Inside hospitals held for ransom by Russian hackers

A cyber attack on NHS hospitals could take months to resolve, with HIV tests and cervical cancer screening being scrapped and staff working on paper, The Independent it was said by insiders.

On Monday, major London hospitals were hit by a ransomware attack by Russian hackers, which took out the IT systems responsible for reporting patient tests.

Commercial supplier Synnovis provides systems used by laboratories, King’s College and Guy’s and St Thomas NHS trusts and GP services in six London boroughs – Bromley, Southwark, Lambeth, Bexley, Greenwich and Lewisham.

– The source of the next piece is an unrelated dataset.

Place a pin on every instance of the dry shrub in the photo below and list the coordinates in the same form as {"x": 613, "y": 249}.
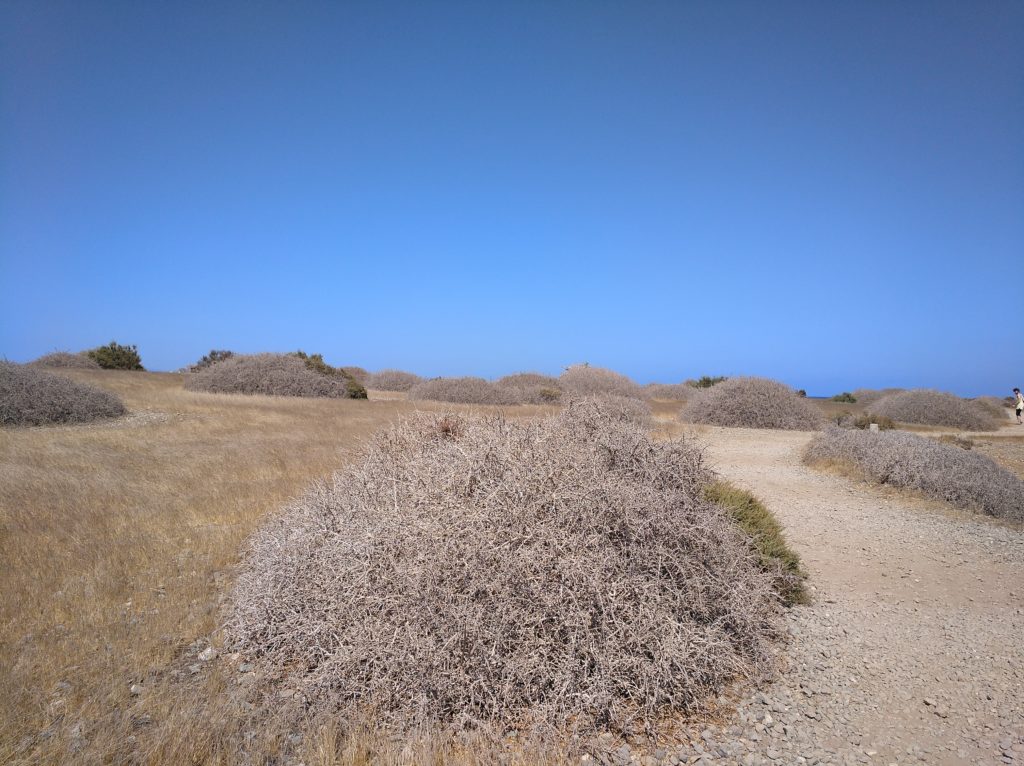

The NHS did not give full details of the activation of emergency plans, but senior hospital sources described the situation as a “disaster”, with staff having to record patients’ test results on paper and manually call emergency results.

Trusts have been forced to cancel or divert non-urgent operations and procedures and GPs were told on Monday to cancel all non-urgent blood tests.

Several senior NHS sources have now warned that it could take months to fully recover from the attack.

A trust director said: “We are telling staff it will take weeks and possibly months.

“They are all working on alternative solutions at the moment, but patient safety issues. We need to look at priority areas for processing tests for certain conditions and patients. Everything is on paper, which means more risk, of course.”

Another senior clinician said it could take months to recover but weeks to resolve “priority” services. They said the capacity for routine HIV testing and routine HIV testing in emergency departments was lost.

GP services in Bromley sent a message to patients on Wednesday, saying: “The attack is affecting all pathology services, including phlebotomy and cervical screening.

“Synnovis has asked patients to delay non-urgent blood work until further notice and has asked phlebotomy providers to cancel non-urgent appointments. This means that the BGPA will cancel all non-urgent phlebotomy appointments until further notice as there is no capacity to process and return samples at this time.”

On Wednesday, a spokesman for NHS England London said: “Unfortunately, some operations and procedures that rely more on pathology services have been postponed and blood tests are prioritized for the most urgent cases, meaning that patients had their phlebotomy appointments cancelled.”

Former head of the National Cyber ​​Security Center Ciaran Martin told BBC Radio 4 on Wednesday morning Today The attack program came from a Russian cybercrime group called Qilin.

The attack was described as a “ransomware” incident, meaning criminals demand money to unlock the system.

Professor John Clark, professor of computer and IT security at the University of Sheffield, said: “However, the exact nature by which the Synnovis system was initially breached is unclear. It’s critical to understand this because otherwise, once the system has been “cleaned,” attackers could simply re-enter—although such efforts would be subject to very heavy monitoring.

“Patient safety is a primary concern and accuracy of results is critical, so it is important to stress that unless it is known what has happened to the system, the accuracy of any data stored cannot be assured. Determining whether stored data has been tampered with may simply not be possible, and tests may need to be rerun and results rerecorded.”